Scarlett Johansson incarne avec intensité ce personnage à la fois aérien et profondément enraciné dans ses valeurs, sa famille et sa terre. Elle fait parfaitement passer les sentiments contradictoires qui l'animent, particulièrement dans la seconde partie du film, quand elle ravale sa fierté bafouée pour tenter de prévenir sa soeur du sort inéluctable qui l'attend.
Mais c'est surtout Natalie Portman qui impressionne, avec son premier véritable rôle de salope de compétition. D'abord douceureuse, puis calculatrice, elle montre une science de la manipulation et de l'intrigue d'autant plus monstrueuse qu'elle s'oppose au contre-point présenté par sa soeur. Elle atteint les dimensions des puissances infernales antiques, Médée ou Phèdre, notamment dans la scène qui suit sa fausse-couche, où la salle poussait des hurlements d'effroi et de dégoût. Mais même là, et justement là, elle sait rendre son personnage plausible et sa douleur crédible.
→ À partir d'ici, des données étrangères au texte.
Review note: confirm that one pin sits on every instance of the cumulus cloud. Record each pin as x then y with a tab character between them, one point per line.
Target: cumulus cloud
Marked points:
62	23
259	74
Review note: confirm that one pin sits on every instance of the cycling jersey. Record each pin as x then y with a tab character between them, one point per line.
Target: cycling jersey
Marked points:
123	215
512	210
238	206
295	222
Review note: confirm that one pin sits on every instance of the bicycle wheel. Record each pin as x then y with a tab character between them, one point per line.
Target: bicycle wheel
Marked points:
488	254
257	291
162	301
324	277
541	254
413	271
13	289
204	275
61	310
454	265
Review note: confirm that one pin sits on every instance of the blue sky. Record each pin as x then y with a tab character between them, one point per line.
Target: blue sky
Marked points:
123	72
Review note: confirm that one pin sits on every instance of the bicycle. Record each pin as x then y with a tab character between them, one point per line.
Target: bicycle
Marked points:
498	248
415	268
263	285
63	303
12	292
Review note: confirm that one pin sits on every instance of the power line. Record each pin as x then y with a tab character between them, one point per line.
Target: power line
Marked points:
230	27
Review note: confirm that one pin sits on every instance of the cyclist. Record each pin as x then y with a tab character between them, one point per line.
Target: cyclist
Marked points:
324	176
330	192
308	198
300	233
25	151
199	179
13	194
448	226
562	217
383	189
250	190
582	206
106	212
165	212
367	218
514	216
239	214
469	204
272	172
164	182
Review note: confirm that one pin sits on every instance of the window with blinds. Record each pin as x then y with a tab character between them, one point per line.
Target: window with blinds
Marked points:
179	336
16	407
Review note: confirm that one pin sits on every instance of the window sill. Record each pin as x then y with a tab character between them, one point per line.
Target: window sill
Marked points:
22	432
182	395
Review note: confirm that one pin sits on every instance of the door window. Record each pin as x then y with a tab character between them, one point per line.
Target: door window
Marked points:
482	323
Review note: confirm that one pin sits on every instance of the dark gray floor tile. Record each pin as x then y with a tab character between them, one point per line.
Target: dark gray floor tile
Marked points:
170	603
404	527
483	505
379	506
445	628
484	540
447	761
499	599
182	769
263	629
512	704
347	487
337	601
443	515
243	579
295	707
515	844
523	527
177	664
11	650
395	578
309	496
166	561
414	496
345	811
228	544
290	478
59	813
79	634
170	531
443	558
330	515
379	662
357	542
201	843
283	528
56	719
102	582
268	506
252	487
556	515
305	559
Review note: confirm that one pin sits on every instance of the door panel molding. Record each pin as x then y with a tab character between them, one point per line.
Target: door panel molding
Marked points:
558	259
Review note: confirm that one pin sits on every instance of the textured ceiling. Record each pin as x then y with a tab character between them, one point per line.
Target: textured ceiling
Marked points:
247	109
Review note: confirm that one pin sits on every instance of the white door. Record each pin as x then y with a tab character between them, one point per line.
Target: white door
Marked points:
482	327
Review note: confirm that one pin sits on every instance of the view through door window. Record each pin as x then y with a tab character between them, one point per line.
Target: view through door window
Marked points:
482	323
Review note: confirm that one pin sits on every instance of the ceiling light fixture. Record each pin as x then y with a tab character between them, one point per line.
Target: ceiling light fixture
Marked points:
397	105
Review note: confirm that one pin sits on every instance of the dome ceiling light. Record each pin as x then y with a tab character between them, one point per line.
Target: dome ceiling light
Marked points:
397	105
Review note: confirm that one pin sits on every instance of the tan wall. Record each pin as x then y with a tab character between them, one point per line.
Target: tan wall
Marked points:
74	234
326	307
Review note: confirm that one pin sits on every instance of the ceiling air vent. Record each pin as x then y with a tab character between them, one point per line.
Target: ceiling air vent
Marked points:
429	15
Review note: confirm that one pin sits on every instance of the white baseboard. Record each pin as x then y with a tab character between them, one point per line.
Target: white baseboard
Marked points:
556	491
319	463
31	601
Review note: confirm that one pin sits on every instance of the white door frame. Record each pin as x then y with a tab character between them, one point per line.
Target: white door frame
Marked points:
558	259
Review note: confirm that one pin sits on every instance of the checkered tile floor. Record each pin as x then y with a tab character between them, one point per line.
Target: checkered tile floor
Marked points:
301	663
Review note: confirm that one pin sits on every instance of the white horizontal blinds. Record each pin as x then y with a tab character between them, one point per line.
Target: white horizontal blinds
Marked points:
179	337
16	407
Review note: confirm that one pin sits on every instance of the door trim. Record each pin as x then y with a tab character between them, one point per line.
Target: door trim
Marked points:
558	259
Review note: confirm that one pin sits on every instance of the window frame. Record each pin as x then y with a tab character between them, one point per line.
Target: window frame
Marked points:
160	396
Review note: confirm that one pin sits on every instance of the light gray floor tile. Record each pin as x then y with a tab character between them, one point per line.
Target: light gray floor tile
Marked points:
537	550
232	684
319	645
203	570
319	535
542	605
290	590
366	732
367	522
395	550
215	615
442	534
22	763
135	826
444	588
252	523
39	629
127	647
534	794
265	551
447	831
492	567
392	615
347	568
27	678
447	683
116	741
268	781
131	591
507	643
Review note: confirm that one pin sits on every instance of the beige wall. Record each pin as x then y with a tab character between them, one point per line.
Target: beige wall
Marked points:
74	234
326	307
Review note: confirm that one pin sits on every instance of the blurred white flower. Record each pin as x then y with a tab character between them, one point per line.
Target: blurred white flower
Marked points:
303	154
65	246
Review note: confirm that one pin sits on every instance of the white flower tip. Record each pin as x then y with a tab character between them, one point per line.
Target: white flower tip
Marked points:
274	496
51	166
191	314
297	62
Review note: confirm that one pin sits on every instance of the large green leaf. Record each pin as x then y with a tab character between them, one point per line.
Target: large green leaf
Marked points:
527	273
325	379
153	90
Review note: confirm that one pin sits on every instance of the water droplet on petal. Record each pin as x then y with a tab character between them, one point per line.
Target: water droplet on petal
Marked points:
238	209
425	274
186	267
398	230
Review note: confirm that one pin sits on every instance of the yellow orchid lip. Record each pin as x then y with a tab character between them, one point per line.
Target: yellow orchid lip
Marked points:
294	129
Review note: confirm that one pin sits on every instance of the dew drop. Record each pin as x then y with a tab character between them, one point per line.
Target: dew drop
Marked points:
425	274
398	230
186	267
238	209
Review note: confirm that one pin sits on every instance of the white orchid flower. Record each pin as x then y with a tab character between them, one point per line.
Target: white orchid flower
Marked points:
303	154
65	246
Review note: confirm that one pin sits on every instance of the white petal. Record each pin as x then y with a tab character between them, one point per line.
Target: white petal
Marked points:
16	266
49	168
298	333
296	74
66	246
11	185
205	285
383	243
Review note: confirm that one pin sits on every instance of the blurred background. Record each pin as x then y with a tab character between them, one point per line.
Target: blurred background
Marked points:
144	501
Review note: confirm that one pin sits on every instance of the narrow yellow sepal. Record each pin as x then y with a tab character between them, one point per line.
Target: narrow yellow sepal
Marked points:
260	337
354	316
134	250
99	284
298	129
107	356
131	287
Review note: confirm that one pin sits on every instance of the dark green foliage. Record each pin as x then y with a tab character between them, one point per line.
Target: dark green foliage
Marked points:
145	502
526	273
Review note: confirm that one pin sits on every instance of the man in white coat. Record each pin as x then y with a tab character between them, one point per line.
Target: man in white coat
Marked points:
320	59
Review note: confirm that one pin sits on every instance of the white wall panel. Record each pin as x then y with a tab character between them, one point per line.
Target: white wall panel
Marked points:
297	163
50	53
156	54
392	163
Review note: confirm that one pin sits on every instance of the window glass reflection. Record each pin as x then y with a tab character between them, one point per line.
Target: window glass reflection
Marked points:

La réalisation n'est pas toujours à la hauteur du jeu des deux comédiennes. Certes, la reconstitution historique est parfaite, les costumes et les décors superbes, et la photographie réussit à s'inspirer des tableaux de la renaissance avec le même brio que Peter Webber l'avait fait dans "La Jeune fille à la Perle" - le plan de Scarlett Johansson portant sa nièce évoquant les vierges à l'enfant de la peinture flamande. Mais cette académisme est souvent trop voyant, et l'abus de filtres finit par se faire remarquer ; de plus, le scénario ne parvient pas à contourner le piège de la répétition (accouchement, fausse couche, accouchement...). En regardant "Deux soeurs pour un Roi", je repensais à la visite de Pocahontas à la cour d'Angleterre dans "Le Nouveau Monde", et à l'impression d'émerveillement circonspect de la princesse indienne que Terrence Malick avait si bien su restituer. C'est cette légerté qui manque, et qui aurait fourni une respiration bienvenue dans cette histoire si noire.
Malgré cette réserve, "Deux soeurs pour un Roi" se distingue du film historique lambda par un intrigue réellement prenante, et surtout par la qualité sans faille du jeu de deux des meilleures comédiennes de ce début de XXI° siècle.